Gvouloth apparaissait, en 1957, comme une oasis artificielle de 6000 dounams (600 hectares) située à 12 kms de la frontière égyptienne de Gaza, et née de l'irrigation : l'eau y était acheminée par pipelines, et l'arrosage se faisait à l'aide de tourniquets (mantéroth) très caractéristiques de l'agriculture israélienne de ce temps-là : ils provoquaient une pluie artificielle du plus bel effet, mais l'évaporation était considérable, et ils ont été remplacés depuis par le goutte à goutte, procédé plus économe. Les champs, les prairies, les vignes et les vergers ainsi conquis sur le désert étaient protégés du hamsin (vent de sable) par des plantations d'arbres : eucalyptus, pins, tamaris et peupliers, d'où émergeaient, de loin, la tour de guet et les plus hautes constructions du village que des barbelés entouraient, car les incursions des fedayin étaient fréquentes. Les défenses étaient complétées par des abris et des tranchées. Je fus surpris par l'aspect vulnérable de cette place-forte dont les bâtiments étaient dispersés sur une grande superficie, mais ce dispositif avait fait ses preuves. La route n'était encore qu'une piste de fin sable jaune ; quand on quittait le désert monotone, plat et parsemé de quelques touffes d'herbes, elle tranchait avec la terre noire du lœss que la charrue était allée chercher à plus d'un mètre de profondeur.

Le kibboutz était divisé en trois quartiers, selon un plan imposé par le Haartsi Chal Hachomer Hatsaïr (Groupe Palestinien de la Jeune Garde) auquel il appartenait : le chicoune ou quartier des habitations et des écoles, les immeubles collectifs (secrétariat, bibliothèque, réfectoire, douches communes, buanderie, lingerie...) et le méchek où s'alignaient les bâtiments d'exploitation : étables, poulaillers, garages, ateliers et entrepôts. Les habitations étaient disposées dans la direction nord-sud, de façon à présenter leurs fenêtres au vent d'ouest, et séparées du méchek , plus à l'est, par les bâtiments collectifs. De jeunes arbres – eucalyptus, tamaris et mimosas – commençaient à apporter un peu de variété et d'ombre. Pourtant, la construction du kibboutz était loin d'être achevée : le réfectoire (Hedera Orel) qui servait d'agora à cette jeune Sparte était une grande baraque en planches coiffée de tôles, comme les tsrifim de petites dimensions et peuplés de punaises où nous étions logés. Mais des binionim, maisonnettes de béton plus accueillantes, abritaient déjà les colons, et j'ai participé (une demi-journée) à la construction de l'école. Une belle piscine que la famille de l'un des colons avait offerte ajoutait une note insolite à l'ensemble.

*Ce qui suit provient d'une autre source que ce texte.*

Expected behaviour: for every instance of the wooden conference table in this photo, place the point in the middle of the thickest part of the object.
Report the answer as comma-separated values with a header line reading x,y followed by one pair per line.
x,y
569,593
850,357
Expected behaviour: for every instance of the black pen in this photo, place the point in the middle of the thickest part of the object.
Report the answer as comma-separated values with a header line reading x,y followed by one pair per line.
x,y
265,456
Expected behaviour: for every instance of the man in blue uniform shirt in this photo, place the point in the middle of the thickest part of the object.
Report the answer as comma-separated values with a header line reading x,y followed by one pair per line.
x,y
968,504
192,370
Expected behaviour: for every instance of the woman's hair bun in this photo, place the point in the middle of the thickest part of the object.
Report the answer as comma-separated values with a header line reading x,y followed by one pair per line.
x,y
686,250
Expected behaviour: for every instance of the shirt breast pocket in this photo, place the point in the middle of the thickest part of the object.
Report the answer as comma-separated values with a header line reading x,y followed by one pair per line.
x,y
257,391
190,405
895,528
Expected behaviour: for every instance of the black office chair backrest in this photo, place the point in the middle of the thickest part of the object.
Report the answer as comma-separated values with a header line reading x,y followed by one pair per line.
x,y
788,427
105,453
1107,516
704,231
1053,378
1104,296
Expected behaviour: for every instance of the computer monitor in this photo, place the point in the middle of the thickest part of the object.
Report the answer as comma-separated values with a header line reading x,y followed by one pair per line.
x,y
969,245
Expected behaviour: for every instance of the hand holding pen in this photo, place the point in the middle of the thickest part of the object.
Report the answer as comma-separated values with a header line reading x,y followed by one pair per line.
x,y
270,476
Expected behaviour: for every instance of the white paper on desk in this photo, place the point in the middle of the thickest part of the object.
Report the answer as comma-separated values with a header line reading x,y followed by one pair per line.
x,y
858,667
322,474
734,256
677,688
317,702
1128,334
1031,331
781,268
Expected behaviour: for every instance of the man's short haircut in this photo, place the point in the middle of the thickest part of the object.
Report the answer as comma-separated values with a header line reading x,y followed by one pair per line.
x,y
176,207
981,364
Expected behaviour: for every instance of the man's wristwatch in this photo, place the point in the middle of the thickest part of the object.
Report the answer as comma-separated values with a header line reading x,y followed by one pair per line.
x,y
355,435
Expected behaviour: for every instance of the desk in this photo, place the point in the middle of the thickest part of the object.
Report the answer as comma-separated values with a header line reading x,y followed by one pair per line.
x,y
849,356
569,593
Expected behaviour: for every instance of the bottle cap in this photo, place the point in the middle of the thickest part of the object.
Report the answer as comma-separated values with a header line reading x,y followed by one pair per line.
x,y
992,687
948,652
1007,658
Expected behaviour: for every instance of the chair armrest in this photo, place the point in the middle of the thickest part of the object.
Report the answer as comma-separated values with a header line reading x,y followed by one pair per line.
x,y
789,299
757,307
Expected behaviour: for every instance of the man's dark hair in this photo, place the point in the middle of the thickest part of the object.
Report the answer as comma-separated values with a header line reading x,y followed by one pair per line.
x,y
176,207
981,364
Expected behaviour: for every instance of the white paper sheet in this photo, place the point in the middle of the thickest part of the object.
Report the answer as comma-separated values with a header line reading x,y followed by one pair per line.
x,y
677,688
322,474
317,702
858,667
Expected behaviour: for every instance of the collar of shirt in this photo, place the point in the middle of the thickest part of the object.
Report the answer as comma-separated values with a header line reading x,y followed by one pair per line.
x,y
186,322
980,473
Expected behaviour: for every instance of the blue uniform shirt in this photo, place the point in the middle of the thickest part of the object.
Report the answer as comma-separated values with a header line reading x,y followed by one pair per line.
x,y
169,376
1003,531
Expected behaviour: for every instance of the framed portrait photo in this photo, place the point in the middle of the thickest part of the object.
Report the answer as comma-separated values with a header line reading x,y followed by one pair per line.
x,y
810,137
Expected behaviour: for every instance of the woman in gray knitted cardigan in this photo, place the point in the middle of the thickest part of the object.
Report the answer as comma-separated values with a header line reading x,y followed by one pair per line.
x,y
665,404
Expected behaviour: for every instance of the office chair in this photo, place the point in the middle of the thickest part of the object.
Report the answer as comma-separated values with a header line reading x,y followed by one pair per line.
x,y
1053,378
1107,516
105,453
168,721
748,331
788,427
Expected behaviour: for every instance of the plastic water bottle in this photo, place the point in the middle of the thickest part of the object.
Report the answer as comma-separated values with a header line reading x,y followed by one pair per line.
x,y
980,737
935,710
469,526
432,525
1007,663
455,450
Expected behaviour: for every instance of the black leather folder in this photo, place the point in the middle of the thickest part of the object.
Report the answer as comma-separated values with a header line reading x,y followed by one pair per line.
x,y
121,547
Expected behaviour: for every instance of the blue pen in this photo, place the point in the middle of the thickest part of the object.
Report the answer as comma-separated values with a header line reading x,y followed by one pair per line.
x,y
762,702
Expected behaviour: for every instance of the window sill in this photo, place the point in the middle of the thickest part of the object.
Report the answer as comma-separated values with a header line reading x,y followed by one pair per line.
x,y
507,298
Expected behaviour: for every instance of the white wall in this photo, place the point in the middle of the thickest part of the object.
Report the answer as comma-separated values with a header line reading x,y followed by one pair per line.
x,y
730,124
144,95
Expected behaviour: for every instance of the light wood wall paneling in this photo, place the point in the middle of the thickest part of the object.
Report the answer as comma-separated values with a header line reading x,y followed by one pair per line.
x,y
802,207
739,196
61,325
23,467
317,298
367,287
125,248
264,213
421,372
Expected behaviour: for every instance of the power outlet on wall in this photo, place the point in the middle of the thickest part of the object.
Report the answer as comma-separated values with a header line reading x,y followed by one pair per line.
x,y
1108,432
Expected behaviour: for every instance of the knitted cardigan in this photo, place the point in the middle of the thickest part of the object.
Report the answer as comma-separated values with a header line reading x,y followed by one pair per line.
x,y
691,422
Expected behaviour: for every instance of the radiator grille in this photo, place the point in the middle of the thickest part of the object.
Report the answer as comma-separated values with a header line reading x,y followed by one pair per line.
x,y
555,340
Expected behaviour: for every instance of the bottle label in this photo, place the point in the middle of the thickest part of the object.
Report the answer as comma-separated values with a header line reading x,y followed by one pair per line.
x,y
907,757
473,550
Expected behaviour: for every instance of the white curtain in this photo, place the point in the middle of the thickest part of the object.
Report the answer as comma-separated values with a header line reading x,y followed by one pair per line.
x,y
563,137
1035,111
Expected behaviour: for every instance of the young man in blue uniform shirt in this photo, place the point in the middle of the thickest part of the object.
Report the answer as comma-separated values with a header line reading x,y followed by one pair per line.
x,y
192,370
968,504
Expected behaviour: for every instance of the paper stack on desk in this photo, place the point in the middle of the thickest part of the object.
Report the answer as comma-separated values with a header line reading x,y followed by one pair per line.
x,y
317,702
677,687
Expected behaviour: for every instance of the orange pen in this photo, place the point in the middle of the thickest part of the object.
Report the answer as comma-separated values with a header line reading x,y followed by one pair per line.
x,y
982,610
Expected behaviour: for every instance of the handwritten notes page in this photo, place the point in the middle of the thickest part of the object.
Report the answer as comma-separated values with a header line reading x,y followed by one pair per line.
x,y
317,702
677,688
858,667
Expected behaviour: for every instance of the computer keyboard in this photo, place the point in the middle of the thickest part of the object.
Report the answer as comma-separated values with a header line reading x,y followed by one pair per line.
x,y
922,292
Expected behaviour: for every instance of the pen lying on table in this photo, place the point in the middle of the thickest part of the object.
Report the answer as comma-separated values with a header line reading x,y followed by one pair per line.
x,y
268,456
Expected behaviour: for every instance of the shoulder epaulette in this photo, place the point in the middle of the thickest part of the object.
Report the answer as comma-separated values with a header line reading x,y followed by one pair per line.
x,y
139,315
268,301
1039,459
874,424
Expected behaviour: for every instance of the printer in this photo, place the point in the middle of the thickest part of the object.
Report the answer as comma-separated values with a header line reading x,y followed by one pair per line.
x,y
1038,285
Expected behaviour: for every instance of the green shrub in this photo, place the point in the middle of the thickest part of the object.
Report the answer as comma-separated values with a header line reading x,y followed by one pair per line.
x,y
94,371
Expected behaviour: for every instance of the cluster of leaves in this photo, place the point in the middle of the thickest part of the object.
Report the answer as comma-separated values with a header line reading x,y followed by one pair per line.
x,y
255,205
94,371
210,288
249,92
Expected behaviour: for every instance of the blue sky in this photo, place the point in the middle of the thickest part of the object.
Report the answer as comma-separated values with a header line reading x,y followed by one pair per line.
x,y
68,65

Ajoutons pour terminer que la population atteignait alors 200 habitants âgés de 17 à 28 ans et issus de 25 nations. La partie « fixe » des haverim (pluriel de Haver, camarade) comptait 60 hommes et 40 femmes, venus en majorité de France, de Suisse et de Belgique, et seulement 27 couples. Le reste était composé de quatre groupes :
- le Na-Hal (jeunesse combattante et pionnière) : c'était un détachement de trente jeunes d'une section spéciale de l'armée dont les membres, après un entraînement intensif de trois mois, passaient neuf mois au kibboutz, puis optaient pour la dernière année de leur service entre la vie militaire et celle du kibboutz ;
- le Sha-Ham  : 32 volontaires issus de mouvements de jeunesse de la Diaspora, dont 24 Argentins et Sarah, qui étaient venus faire un stage d'un an à l'essai ;
- le Noar : une vingtaine d'enfants de 12 à 13 ans, orphelins ou immigrants issus de familles pauvres originaires surtout du Liban ou d'Afrique du Nord ; leur temps était réparti en quatre heures de travail pour le kibboutz et quatre heures d'école ;
- les salariés, soit une vingtaine d'ouvriers du bâtiment et deux mécaniciens, dont la présence constituait une grave entorse aux principes communautaires du kibboutz, qui avait pour idéal la construction d'une société où la propriété individuelle serait limitée aux vêtements et aux biens personnels, et où l'argent et a fortiori les salaires seraient abolis.